### Basic Text Processing Techniques
1. Tokenization 
- Involves splitting text into smaller units like words or sentences.

In [6]:
from nltk.tokenize import TreebankWordTokenizer
import nltk
nltk.download('punkt')

# example text
text = 'NLP is fun and useful!'

# Tokenize the text
tokenizer = TreebankWordTokenizer()
tokens = tokenizer.tokenize(text)
tokens

[nltk_data] Downloading package punkt to /home/wanyua/nltk_data...
[nltk_data]   Package punkt is already up-to-date!


['NLP', 'is', 'fun', 'and', 'useful', '!']

2. Stopword Removal
- Stopwords are common words like the 'I', 'and' that don't carry significant meaning. Removing them help focus on meaning words

In [7]:
from nltk.corpus import stopwords
nltk.download('stopwords')

# Define a set of stopwords
stop_words = set(stopwords.words('english'))

# filter our stopworkds from the tokenized text
filtered_tokens = [word for  word in tokens if word.lower() not in stop_words]
filtered_tokens

[nltk_data] Downloading package stopwords to /home/wanyua/nltk_data...
[nltk_data]   Package stopwords is already up-to-date!


['NLP', 'fun', 'useful', '!']

3. Stemming
- Stemming reduces words to their root form by chopping off suffixex. It helps in grouping words with the same meaning.
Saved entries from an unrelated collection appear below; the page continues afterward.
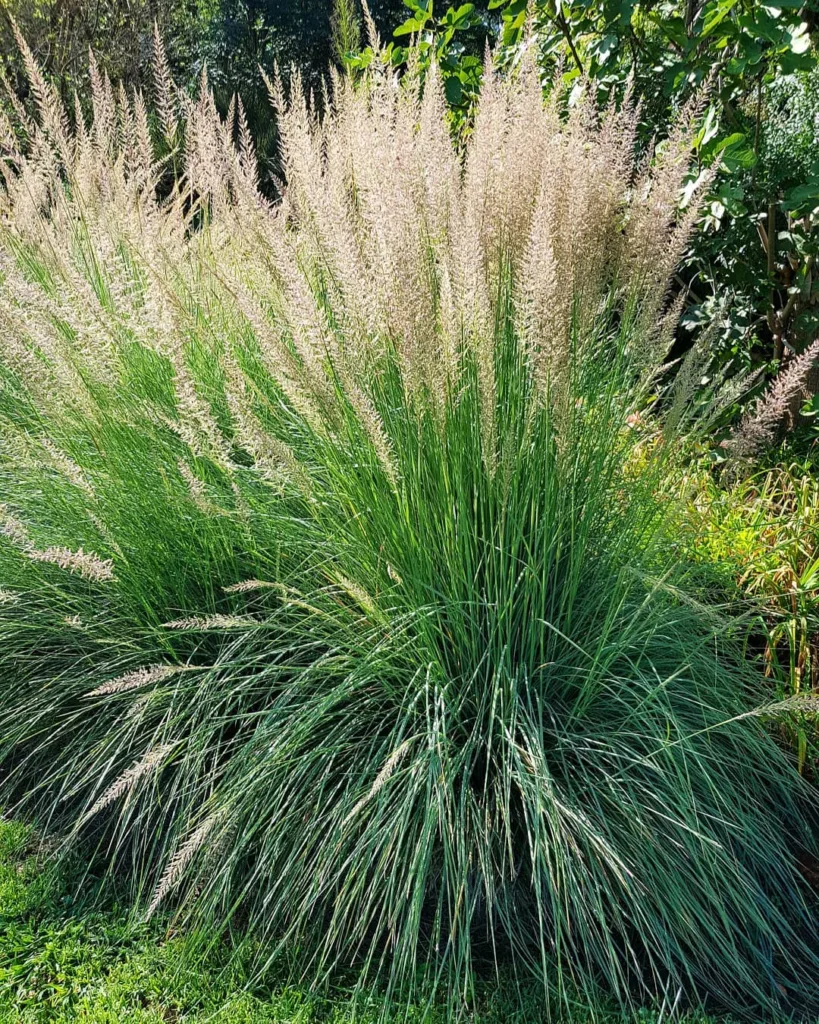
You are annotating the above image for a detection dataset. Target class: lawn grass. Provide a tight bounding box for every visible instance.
[0,818,740,1024]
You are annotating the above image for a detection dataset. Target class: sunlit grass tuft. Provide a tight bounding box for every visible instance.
[0,28,817,1020]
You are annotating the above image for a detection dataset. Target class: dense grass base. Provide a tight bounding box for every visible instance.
[0,819,747,1024]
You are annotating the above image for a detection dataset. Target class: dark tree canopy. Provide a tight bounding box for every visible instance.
[0,0,407,96]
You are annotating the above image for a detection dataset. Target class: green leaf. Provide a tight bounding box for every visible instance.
[701,0,739,37]
[703,133,756,172]
[592,33,619,64]
[693,105,719,150]
[501,8,527,44]
[722,148,757,171]
[714,132,746,152]
[444,75,463,104]
[616,0,636,25]
[504,0,528,15]
[446,2,475,25]
[394,15,428,35]
[650,14,689,48]
[799,555,819,591]
[784,181,819,211]
[778,49,816,73]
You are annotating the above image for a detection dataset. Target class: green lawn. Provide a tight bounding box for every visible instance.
[0,819,739,1024]
[0,818,365,1023]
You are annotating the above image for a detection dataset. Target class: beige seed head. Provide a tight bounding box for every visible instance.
[87,663,190,697]
[28,545,115,582]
Example: 'running' -> 'run'


In [8]:
from nltk.stem import PorterStemmer

# initialize stemmmer
stemmer = PorterStemmer()

# Stem the filtered tokens
stemmed_tokens = [stemmer.stem(token) for token in filtered_tokens]
stemmed_tokens

['nlp', 'fun', 'use', '!']

4. Lemmatization
- It reduces words to their base or dictionary form(lemma) by considering the context and meaning.
Example: 'better' -> 'good'


In [9]:
from nltk.stem import WordNetLemmatizer
nltk.download('wordnet')

# Initialize lemmatizer
lemmatizer = WordNetLemmatizer()

# Lemmatize the filtered tokens
lemmatized_tokens = [lemmatizer.lemmatize(token) for token in filtered_tokens]
print('Lemmatized tokens:', lemmatized_tokens)
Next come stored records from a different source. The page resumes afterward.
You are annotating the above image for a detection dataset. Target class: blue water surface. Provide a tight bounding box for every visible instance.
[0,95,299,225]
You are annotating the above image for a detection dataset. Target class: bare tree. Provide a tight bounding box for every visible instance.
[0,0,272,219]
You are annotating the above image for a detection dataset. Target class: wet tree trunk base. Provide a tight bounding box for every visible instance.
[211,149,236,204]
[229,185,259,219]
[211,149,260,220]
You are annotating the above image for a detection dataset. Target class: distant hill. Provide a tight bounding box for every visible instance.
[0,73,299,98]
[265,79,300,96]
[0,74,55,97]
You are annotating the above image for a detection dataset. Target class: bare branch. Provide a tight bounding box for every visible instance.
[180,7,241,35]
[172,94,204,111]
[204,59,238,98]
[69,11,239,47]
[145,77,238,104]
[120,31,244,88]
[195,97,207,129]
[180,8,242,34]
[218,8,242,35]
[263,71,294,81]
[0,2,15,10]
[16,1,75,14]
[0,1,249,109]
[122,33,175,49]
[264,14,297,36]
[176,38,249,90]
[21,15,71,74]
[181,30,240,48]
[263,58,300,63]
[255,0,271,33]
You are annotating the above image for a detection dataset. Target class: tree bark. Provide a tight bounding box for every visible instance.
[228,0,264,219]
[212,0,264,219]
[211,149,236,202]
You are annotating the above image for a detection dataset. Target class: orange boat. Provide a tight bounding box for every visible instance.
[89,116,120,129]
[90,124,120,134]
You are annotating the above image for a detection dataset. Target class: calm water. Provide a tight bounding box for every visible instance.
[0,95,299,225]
[nltk_data] Downloading package wordnet to /home/wanyua/nltk_data...
[nltk_data]   Package wordnet is already up-to-date!


Lemmatized tokens: ['NLP', 'fun', 'useful', '!']


5. Case conversion
- Converting text to lowercase to ensure consistency during processing. (eg. 'Cat' and 'cat' are treated the same)

In [10]:
# Converting text to lowercase
lowercase_tokens = [token.lower() for token in lemmatized_tokens]
print(f"Lowercase tokens: {lowercase_tokens}")
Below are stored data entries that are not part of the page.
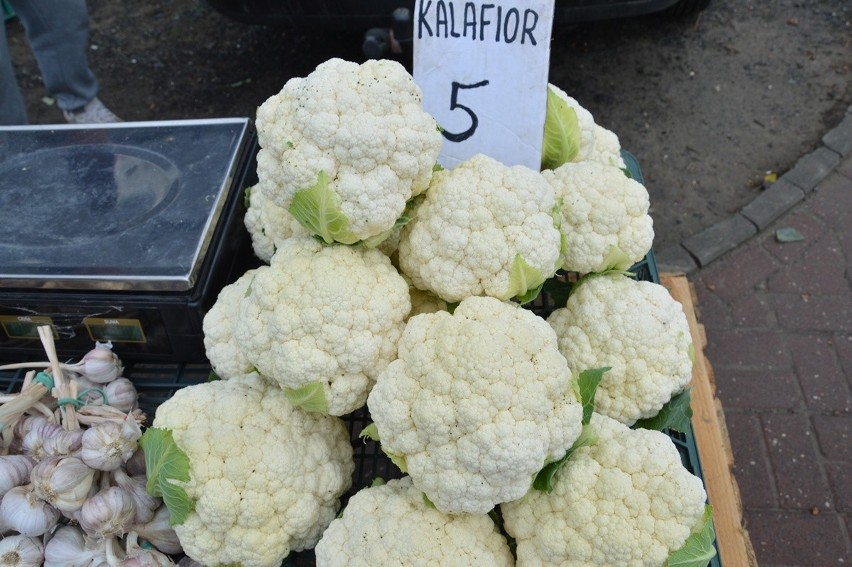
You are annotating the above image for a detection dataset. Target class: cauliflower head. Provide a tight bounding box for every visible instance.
[541,84,627,171]
[591,124,627,169]
[501,413,708,566]
[255,58,443,245]
[232,237,411,415]
[547,274,693,425]
[398,153,562,303]
[243,183,310,263]
[543,160,653,274]
[151,373,354,567]
[367,296,583,514]
[202,268,261,380]
[315,477,514,567]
Lowercase tokens: ['nlp', 'fun', 'useful', '!']


In [4]:
import nltk
nltk.download('punkt')
nltk.download('stopwords')
nltk.download('wordnet')

[nltk_data] Downloading package punkt to /home/wanyua/nltk_data...
[nltk_data]   Package punkt is already up-to-date!
[nltk_data] Downloading package stopwords to /home/wanyua/nltk_data...
[nltk_data]   Package stopwords is already up-to-date!
[nltk_data] Downloading package wordnet to /home/wanyua/nltk_data...


True